For these workflows, companies will continue to trust vendors. And in these markets, the “winner-takes-all” dynamic will be even more extreme than in previous software generations. Not just because of network effects (though that’s true), but because an AI-native platform that accumulates private data across millions of transactions and thousands of edge cases will have a compounding advantage that makes “leapfrogging” impossible. The moat is no longer a feature set but the quality built through long-term, high-standard operations in a domain that punishes errors.
This means the degree of market consolidation will surpass SaaS. I expect in ten years, HR and payroll won’t have 20 companies with single-digit market shares. Instead, two or three platforms will dominate most of the value, with a long tail of point solutions barely making a dent. The same pattern will play out across categories where complexity, data accumulation, and switching costs matter.
The companies at the top of these distributions will look very similar: founded by technically talented people with genuine product taste; built from day one on AI-native architecture; operating in markets where incumbents can’t re-architect without dismantling their existing business. They will have made early bets on a unique insight—an unpriced truth created by AI—and stuck with it long enough for compound growth to become clear.
I’ve been describing these founders in abstract terms, but I know exactly who they are because I am striving to be one myself.
In 2022, I founded Warp because I believed the entire employee operations stack—payroll, compliance, benefits, onboarding, device management, HR workflows—was built on manual labor and legacy architecture that AI could completely replace. Not just improve, but replace. The old giants built billion-dollar businesses by absorbing complexity into headcount; we aim to eliminate that complexity at the source.

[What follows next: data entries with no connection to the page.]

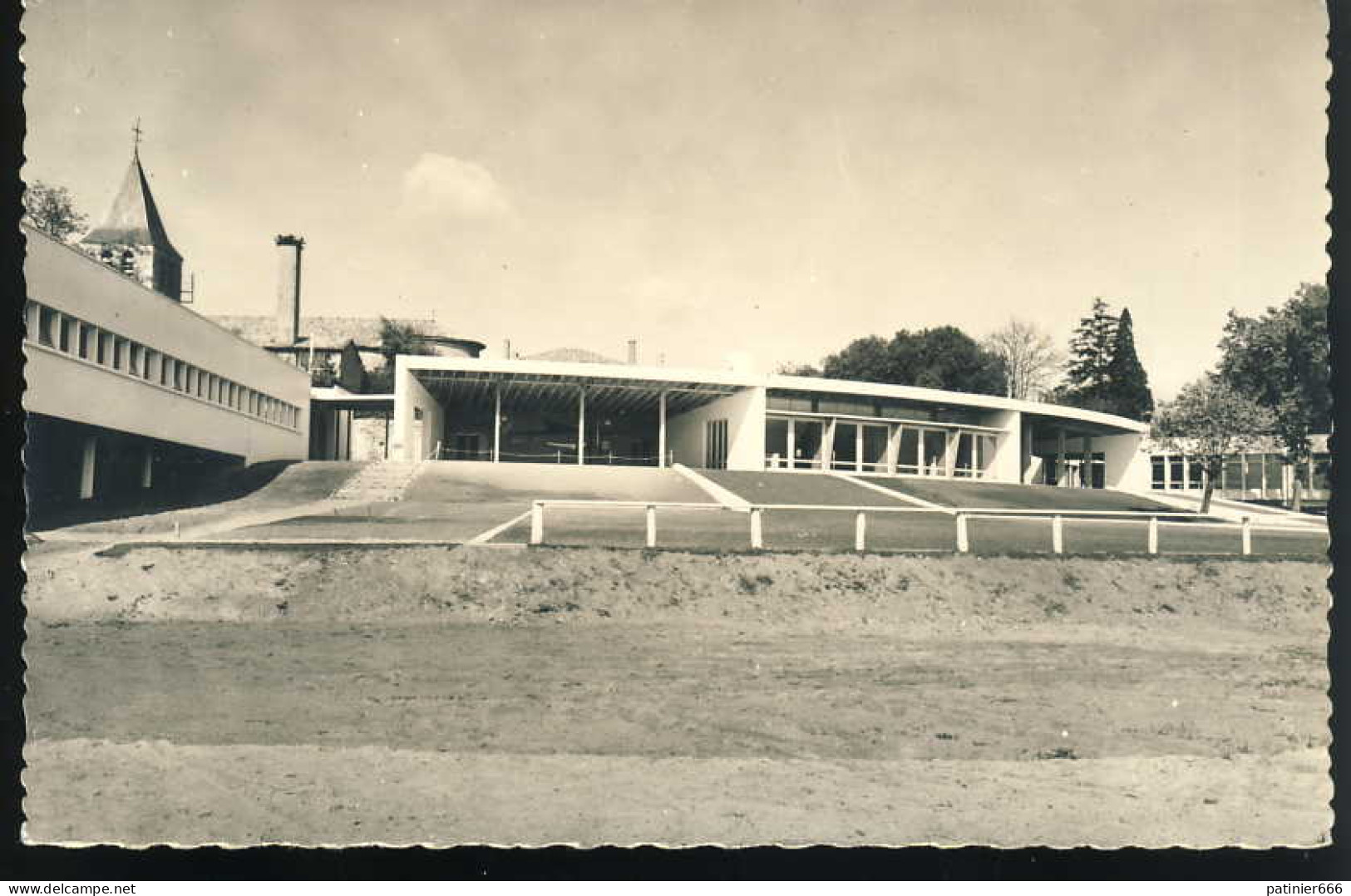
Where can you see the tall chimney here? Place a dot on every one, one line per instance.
(288, 288)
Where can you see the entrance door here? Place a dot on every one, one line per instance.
(846, 446)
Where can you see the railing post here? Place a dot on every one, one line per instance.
(536, 524)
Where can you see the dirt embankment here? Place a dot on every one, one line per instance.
(918, 595)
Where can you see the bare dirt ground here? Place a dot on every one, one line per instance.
(599, 697)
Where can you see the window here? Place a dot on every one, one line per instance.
(935, 453)
(908, 459)
(715, 445)
(47, 323)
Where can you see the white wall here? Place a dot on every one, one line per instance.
(71, 388)
(745, 415)
(1007, 465)
(1126, 465)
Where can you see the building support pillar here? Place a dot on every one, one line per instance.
(828, 445)
(581, 426)
(661, 429)
(86, 466)
(497, 423)
(1061, 473)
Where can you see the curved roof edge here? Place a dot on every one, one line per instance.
(772, 382)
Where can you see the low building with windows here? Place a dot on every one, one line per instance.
(576, 412)
(127, 390)
(1264, 476)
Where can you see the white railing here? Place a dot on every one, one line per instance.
(962, 516)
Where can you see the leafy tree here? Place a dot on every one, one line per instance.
(1091, 357)
(1280, 360)
(935, 358)
(1028, 356)
(396, 338)
(52, 209)
(1127, 384)
(1210, 422)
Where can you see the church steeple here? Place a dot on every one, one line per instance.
(133, 237)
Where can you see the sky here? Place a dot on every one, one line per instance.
(761, 180)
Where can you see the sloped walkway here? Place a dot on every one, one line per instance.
(378, 481)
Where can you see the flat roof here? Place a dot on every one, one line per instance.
(696, 380)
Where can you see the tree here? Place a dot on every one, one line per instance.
(396, 338)
(1210, 422)
(1127, 384)
(1280, 360)
(936, 358)
(1028, 356)
(1091, 356)
(52, 209)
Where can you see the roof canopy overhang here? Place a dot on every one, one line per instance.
(604, 393)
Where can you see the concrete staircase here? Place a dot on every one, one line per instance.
(378, 481)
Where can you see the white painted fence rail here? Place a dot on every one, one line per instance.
(964, 515)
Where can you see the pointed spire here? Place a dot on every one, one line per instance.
(134, 219)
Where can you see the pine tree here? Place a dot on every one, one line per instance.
(1127, 382)
(1091, 356)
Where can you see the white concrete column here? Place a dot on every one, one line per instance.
(661, 429)
(147, 462)
(893, 448)
(1061, 477)
(86, 466)
(1124, 464)
(497, 423)
(581, 426)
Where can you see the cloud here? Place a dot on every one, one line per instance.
(446, 187)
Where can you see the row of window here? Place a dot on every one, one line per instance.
(1246, 473)
(61, 332)
(854, 406)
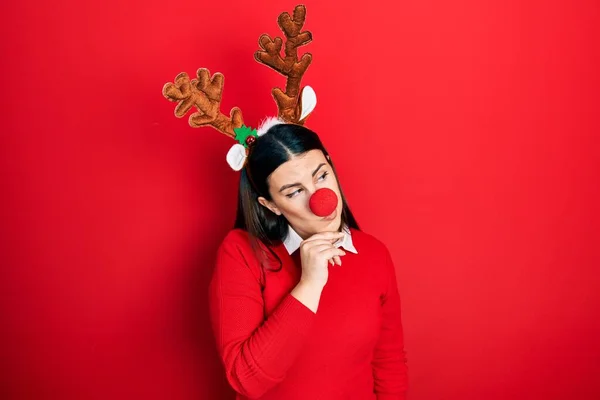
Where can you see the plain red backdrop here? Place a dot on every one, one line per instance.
(465, 134)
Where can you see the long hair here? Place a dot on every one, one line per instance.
(276, 146)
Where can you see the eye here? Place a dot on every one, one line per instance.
(324, 175)
(293, 193)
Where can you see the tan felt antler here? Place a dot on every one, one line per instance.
(205, 93)
(287, 102)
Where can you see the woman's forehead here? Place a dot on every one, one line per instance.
(298, 167)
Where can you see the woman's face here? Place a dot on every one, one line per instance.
(291, 186)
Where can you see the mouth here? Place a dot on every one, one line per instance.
(330, 216)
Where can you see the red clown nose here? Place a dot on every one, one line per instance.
(323, 202)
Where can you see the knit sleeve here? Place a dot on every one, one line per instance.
(389, 360)
(256, 351)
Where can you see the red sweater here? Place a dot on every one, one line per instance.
(275, 348)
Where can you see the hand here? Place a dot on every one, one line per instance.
(316, 252)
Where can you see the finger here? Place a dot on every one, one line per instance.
(330, 253)
(317, 242)
(326, 235)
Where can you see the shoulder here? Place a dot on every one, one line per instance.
(369, 243)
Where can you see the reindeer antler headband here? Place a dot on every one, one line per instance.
(294, 105)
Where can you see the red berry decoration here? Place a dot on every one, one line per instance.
(323, 202)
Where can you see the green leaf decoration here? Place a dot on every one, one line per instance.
(243, 132)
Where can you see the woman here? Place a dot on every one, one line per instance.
(303, 307)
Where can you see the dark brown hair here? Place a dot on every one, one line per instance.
(269, 151)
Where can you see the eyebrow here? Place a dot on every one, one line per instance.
(298, 183)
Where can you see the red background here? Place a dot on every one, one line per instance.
(465, 134)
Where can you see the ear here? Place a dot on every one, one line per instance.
(269, 204)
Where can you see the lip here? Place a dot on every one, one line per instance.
(331, 216)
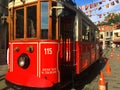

Three years in, the bet is paying off. Since launch, we’ve processed over $500 million in transactions, are growing rapidly, and serve companies building the world’s most important technology. Every month, the accumulated compliance data, edge cases handled, and integrations built make the platform harder to copy and more valuable to customers. The moat is still early but has already taken shape and is accelerating.
I share this not because Warp’s success is inevitable—nothing in a power-law world is guaranteed—but because the logic that brought us here is exactly what I described throughout: see the truth, dig deeper than anyone else, build a high standard that sustains itself without external pressure, and persist long enough to see if you’re right.
The companies of excellence in the AI era will be built by those who understand: entry has never been scarce; insight is. Execution has never been a moat; taste is. Speed has never been an advantage; depth is.
The power law doesn’t care about your intentions. But it rewards the right ones.